Au soutien de ses prétentions, le FIVA rappelle que le délai de prescription est de dix ans, les consorts Y... retenant comme lui la date du 4 octobre 2006 comme point de départ de ce délai, c'est-à-dire la date du premier certificat médical reconnaissant le lien entre le décès et l'exposition à l'amiante. Il énonce que les causes interruptives et suspensives du délai de prescription applicables aux demandes d'indemnisation formulées auprès du Fonds ne relèvent pas du droit commun. Ainsi, les consorts Y... avaient jusqu'au 4 octobre 2016 pour le saisir. Leur saisine du 5 juillet 2017 est donc tardive et leur demande prescrite. Les causes d'interruption de l'article 2240 du code civil ne sauraient trouver à s'appliquer en l'espèce.

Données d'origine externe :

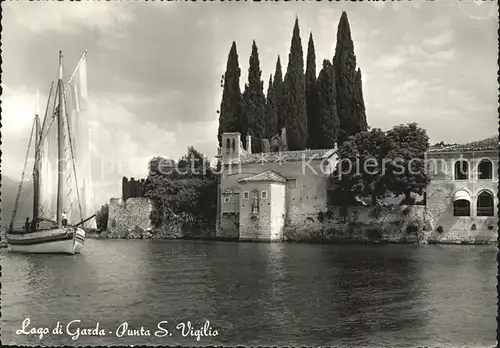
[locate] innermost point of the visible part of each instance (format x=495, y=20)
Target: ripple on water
x=288, y=294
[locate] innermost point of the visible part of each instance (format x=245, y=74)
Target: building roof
x=265, y=176
x=488, y=144
x=284, y=156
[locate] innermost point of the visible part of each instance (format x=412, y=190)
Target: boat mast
x=36, y=169
x=60, y=144
x=19, y=190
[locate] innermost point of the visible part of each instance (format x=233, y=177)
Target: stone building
x=259, y=194
x=461, y=199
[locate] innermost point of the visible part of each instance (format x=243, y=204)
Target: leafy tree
x=254, y=101
x=311, y=97
x=361, y=172
x=350, y=104
x=293, y=112
x=324, y=124
x=102, y=216
x=406, y=170
x=230, y=109
x=186, y=188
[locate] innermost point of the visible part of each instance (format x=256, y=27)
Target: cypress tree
x=254, y=102
x=293, y=101
x=326, y=124
x=277, y=88
x=271, y=124
x=352, y=118
x=311, y=95
x=231, y=107
x=360, y=103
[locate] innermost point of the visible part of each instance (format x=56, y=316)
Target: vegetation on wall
x=311, y=107
x=183, y=190
x=374, y=164
x=102, y=218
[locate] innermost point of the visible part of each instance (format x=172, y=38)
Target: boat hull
x=68, y=240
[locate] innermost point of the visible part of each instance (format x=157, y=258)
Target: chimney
x=249, y=144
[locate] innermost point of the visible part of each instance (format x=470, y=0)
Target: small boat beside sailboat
x=61, y=198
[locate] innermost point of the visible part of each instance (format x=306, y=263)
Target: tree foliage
x=311, y=97
x=271, y=119
x=324, y=123
x=254, y=101
x=231, y=104
x=374, y=164
x=407, y=174
x=277, y=90
x=292, y=108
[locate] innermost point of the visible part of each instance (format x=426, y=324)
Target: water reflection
x=259, y=294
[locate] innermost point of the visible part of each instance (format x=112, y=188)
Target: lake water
x=255, y=294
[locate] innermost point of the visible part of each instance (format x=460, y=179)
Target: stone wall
x=391, y=224
x=444, y=226
x=306, y=189
x=129, y=215
x=267, y=223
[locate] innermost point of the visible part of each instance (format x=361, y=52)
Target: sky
x=155, y=69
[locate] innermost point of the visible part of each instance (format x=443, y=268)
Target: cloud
x=444, y=38
x=154, y=69
x=70, y=17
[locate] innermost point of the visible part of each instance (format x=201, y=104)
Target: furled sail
x=48, y=165
x=81, y=204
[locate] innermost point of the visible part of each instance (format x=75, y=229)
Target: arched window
x=461, y=170
x=485, y=170
x=461, y=203
x=485, y=204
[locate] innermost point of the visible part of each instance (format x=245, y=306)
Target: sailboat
x=58, y=221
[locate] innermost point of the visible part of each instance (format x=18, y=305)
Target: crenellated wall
x=129, y=215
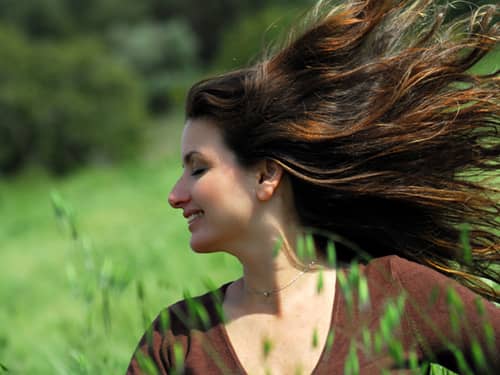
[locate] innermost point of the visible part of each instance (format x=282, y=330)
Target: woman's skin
x=245, y=212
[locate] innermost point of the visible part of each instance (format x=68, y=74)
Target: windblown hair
x=389, y=140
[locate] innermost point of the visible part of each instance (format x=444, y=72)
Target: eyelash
x=198, y=171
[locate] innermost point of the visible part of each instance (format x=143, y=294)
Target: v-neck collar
x=322, y=361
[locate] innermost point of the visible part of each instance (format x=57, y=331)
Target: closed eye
x=198, y=171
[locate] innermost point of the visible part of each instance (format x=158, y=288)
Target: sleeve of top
x=149, y=357
x=159, y=351
x=450, y=324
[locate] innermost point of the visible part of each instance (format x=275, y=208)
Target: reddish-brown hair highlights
x=385, y=134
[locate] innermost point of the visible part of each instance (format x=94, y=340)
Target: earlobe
x=270, y=175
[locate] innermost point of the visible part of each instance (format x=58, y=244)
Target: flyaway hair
x=389, y=138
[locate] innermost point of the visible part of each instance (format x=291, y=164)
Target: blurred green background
x=91, y=112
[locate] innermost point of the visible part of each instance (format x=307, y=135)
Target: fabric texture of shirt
x=392, y=316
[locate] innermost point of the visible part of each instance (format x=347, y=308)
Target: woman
x=340, y=171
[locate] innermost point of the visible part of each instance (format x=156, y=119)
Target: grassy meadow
x=76, y=288
x=87, y=261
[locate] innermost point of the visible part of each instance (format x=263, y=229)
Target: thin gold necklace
x=267, y=293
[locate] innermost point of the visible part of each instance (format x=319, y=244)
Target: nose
x=179, y=195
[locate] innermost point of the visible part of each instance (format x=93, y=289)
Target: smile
x=194, y=216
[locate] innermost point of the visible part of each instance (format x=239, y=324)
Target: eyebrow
x=188, y=157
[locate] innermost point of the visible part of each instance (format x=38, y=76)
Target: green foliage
x=242, y=43
x=65, y=103
x=65, y=18
x=164, y=54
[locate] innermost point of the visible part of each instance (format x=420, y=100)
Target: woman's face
x=216, y=194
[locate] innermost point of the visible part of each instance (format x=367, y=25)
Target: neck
x=270, y=282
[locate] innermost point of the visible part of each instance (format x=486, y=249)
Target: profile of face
x=216, y=194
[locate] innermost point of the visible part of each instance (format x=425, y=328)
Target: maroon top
x=413, y=315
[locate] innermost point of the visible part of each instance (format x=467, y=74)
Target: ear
x=269, y=175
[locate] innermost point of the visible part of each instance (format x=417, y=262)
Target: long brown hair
x=388, y=138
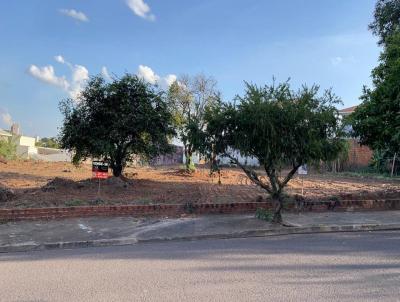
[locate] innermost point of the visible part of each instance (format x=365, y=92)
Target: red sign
x=100, y=169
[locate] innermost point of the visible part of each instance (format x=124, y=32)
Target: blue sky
x=50, y=47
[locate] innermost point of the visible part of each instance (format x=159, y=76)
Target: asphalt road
x=325, y=267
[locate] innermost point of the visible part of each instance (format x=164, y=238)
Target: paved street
x=321, y=267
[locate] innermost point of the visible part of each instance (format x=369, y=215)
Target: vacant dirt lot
x=41, y=184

Le FIVA rappelle qu'il est un établissement public national doté d'un comptable public. Il relève donc de la prescription instituée par la loi du 31 décembre 1968. A défaut de précision dans l'article 53 III bis de la loi du 23 décembre 2000, les causes interruptives et suspensives du délai de prescription relèvent des articles 2 et 3 de la loi du 31 décembre 1968. La loi de financement de la sécurité sociale du 20 décembre 2010 n'a pas modifié la nature de la prescription ni les autres éléments de son régime, notamment les motifs d'interruption. La loi du 4 mars 2002 sur la responsabilité du service public hospitalier n'a fait qu'allonger le délai de prescription de 4 à 10 ans. Il n'a pas modifié les causes interruptives prévues par la loi du 31 décembre 1968.

Le FIVA soutient encore que, s'il a pour mission la réparation intégrale des préjudices subis par les requérants, il n'a jamais été mis en mesure d'identifier l'existence même d'un préjudice lié à l'assistance d'une tierce personne, lorsque les requérants ont manifesté leur volonté d'obtenir l'indemnisation des préjudices subis suite au décès de leur auteur. Ces derniers l'ont saisi au moyen d'un formulaire qui ne contenait aucune demande explicite du chef de l'assistance par une tierce personne. Aucune des pièces transmises par les demandeurs ne permettait de présumer l'existence de ce poste de préjudice. Les pièces, datées d'octobre 2017, permettant d'identifier la demande d'indemnisation de l'assistance par une tierce personne, lui ont été adressées plus de huit ans après la demande d'indemnisation initiale. Dans ces conditions, une demande non chiffrée et pour laquelle le Fonds n'a pas été mis en état d'évaluer le ou les préjudices déjà révélés ne peut présenter un caractère interruptif. Son offre du 7 décembre 2009 n'a aucunement pu interrompre le délai de prescription. La demande des consorts Y... relative à l'assistance par tierce personne est donc prescrite pour avoir été formée pour la première fois le 5 juillet 2017.

Le FIVA ajoute que seul le paiement d'une partie d'une créance déterminée interrompt le cours de la prescription en application de l'article 2 alinéa 1er de la loi du 31 décembre 1968, et qu'il n'a pas procédé au paiement partiel, mais au paiement intégral de son offre.

Relativement à l'indemnisation de la tierce personne, le FIVA rappelle que le besoin d'assistance du malade ne peut résulter de la seule nature de la pathologie dont il souffre ni de considérations d'ordre général. Ce besoin d'aide doit donc être documenté médicalement à partir d'une description précise des activités nécessitant l'aide en question, de leur importance et de la période considérée. Aucun certificat médical contemporain du besoin d'aide n'est produit aux débats. Les documents rédigés par le docteur C... sont datés du 5 octobre 2009 et 23 octobre 2017, soit très postérieurement au décès de Roger Y... survenu le [...], de sorte qu'ils revêtent une force probante très limitée, leur établissement l'étant aux dires des seules affirmations de la veuve. Ces certificats ne sont du reste pas suffisamment précis, de sorte qu'ils ne permettent pas de quantifier, de qualifier et de dater le préjudice.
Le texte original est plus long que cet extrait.